A review by ianbanks
Plays on a Human Theme: Marty/A Raisin in the Sun/Inherit the Wind by Cy Groves, Jerome Lawrence, Lorraine Hansberry

5.0

An interesting collection that looks at three scripts with themes about people and how they try and fit in with the world when they are clearly square pegs.

I've read Marty before and it's aged extremely well: the story of an ordinary guy who's remained single into his 30s and how he meets someone who doesn't fit his expectations but whom he still finds himself falling for anyway is astonishingly, depressingly relevant to our world, 50+ years after being first broadcast.

A Raisin In The Sun is also an amazingly current (ha!) play. It's the story of a black family who have the opportunity to move upward socially. Of course it isn't easy, but it's another story that could also happen in today's world. It's full of some great characters and situations.

Finally, , the only historical/ period piece in this collection, is based upon a factual incident: the Scopes Monkey Trial. Like all good atheists, I know a bit about this and it's a fairly accurate retelling, though overly dramatised for effect, but not by much.
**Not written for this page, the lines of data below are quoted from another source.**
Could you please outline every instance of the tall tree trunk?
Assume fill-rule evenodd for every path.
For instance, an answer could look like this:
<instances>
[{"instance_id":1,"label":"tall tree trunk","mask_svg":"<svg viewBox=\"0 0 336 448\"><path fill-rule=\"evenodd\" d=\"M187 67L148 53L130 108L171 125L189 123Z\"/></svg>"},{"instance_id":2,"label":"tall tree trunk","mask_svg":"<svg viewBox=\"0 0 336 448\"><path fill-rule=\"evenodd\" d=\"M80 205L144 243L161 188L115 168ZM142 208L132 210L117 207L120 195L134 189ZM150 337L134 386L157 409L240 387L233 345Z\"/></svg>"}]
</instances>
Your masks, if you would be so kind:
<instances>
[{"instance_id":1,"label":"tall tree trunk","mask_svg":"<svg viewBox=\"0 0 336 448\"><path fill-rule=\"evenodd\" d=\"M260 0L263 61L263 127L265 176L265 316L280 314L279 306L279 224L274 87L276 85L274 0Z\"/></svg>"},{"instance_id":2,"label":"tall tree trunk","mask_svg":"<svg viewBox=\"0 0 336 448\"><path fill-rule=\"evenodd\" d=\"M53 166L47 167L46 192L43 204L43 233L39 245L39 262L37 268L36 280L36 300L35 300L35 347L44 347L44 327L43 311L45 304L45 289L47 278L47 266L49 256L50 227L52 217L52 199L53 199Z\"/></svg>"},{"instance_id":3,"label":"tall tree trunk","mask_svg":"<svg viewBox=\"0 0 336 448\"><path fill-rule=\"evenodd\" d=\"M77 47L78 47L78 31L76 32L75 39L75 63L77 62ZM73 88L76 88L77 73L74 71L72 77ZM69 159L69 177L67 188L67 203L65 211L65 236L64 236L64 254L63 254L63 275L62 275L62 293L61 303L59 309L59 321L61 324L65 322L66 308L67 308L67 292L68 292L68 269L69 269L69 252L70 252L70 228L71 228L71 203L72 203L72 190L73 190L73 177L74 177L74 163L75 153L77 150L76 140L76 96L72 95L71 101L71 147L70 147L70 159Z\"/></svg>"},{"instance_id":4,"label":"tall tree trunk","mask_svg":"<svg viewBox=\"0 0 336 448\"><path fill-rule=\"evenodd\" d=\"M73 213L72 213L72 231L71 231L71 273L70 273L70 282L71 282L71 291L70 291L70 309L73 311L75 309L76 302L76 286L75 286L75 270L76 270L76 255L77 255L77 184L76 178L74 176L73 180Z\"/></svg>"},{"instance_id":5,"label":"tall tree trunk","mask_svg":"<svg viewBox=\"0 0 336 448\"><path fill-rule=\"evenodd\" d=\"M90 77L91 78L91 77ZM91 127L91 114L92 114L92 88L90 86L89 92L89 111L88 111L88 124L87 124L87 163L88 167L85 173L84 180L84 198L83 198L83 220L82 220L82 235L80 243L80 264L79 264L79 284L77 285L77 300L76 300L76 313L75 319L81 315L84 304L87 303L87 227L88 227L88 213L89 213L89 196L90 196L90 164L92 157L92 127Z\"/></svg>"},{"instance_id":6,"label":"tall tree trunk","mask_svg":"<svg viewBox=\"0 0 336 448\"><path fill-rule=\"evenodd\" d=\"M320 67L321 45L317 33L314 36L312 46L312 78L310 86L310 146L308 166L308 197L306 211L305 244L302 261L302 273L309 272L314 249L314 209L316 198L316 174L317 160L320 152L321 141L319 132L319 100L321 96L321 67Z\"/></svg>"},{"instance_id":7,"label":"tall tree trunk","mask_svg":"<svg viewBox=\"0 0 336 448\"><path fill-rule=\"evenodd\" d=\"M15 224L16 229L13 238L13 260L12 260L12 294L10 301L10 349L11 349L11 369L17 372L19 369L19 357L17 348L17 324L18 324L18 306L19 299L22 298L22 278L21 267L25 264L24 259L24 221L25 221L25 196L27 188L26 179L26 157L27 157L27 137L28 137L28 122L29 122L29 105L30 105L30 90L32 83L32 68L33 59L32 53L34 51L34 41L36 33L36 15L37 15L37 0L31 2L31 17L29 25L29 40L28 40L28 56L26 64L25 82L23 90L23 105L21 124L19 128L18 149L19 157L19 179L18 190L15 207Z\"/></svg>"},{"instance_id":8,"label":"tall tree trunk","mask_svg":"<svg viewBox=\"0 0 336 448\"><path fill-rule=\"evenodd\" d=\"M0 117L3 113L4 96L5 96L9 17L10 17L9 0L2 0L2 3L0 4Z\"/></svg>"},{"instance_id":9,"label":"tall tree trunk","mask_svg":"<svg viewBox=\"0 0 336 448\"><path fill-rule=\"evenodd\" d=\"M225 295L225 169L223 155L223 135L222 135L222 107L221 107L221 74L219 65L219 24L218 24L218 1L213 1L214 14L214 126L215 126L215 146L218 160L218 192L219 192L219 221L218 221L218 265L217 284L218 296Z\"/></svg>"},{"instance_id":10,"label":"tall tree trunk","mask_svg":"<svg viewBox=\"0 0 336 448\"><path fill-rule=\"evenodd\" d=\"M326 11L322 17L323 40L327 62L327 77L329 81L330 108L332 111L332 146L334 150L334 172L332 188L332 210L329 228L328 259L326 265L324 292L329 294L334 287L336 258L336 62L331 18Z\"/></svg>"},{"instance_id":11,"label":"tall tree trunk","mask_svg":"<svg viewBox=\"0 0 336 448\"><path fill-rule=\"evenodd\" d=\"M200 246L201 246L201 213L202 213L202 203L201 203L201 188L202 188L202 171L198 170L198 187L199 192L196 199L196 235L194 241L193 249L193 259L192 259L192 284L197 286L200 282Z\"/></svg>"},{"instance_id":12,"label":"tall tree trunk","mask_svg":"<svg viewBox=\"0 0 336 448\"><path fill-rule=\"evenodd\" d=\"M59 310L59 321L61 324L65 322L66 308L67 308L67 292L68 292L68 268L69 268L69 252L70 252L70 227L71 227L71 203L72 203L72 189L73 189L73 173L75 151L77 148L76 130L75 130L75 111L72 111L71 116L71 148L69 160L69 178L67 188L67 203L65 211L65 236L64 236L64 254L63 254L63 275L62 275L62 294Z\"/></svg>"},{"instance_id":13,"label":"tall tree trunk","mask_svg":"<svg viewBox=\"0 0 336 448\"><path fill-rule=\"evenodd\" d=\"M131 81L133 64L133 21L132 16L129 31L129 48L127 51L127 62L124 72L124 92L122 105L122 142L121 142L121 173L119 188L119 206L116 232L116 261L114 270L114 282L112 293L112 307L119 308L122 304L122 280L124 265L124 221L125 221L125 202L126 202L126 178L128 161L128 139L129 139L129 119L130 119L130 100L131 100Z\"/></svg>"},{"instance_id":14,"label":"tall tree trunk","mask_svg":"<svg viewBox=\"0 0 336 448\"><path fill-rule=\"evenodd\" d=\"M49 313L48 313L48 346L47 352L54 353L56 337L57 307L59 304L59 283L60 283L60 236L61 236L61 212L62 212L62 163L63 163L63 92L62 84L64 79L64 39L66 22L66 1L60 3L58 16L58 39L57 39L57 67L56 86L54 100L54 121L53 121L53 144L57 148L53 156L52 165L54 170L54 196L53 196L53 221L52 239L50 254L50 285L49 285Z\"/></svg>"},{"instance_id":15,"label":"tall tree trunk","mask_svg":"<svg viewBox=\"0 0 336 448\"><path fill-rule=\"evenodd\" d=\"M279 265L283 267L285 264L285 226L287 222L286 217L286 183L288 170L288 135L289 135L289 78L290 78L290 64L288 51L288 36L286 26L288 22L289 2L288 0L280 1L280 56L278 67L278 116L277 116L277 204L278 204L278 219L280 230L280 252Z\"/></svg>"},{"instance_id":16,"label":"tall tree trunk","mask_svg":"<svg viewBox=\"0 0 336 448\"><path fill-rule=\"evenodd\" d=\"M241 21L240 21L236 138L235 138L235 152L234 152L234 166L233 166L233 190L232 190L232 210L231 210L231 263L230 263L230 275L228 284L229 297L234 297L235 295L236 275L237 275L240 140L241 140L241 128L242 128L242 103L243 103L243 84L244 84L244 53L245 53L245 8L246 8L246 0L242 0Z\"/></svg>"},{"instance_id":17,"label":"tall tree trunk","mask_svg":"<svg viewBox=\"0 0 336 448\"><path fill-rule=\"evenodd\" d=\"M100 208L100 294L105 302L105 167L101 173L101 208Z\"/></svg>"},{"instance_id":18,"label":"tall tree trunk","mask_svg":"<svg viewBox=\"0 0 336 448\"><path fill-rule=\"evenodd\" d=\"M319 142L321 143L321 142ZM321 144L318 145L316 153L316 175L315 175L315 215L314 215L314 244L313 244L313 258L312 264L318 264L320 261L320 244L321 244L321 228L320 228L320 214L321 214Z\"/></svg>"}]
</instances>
It could also be ripped from today's headlines. It's a great piece, though overly stagy in places - like the character of Hornbeck speaking in blank verse like some kind of Chorus, or Drummond's final action - and it doesn't try to come to sort of definitive statement about the issue, preferring to leave the audience with doubts and questions.

I wasn't expecting to find these as good as they were: a lot of scripts with "messages" age very quickly as society finds ways of overcoming or superseding the issues but, as noted, these are fairly universal and easily adaptable themes.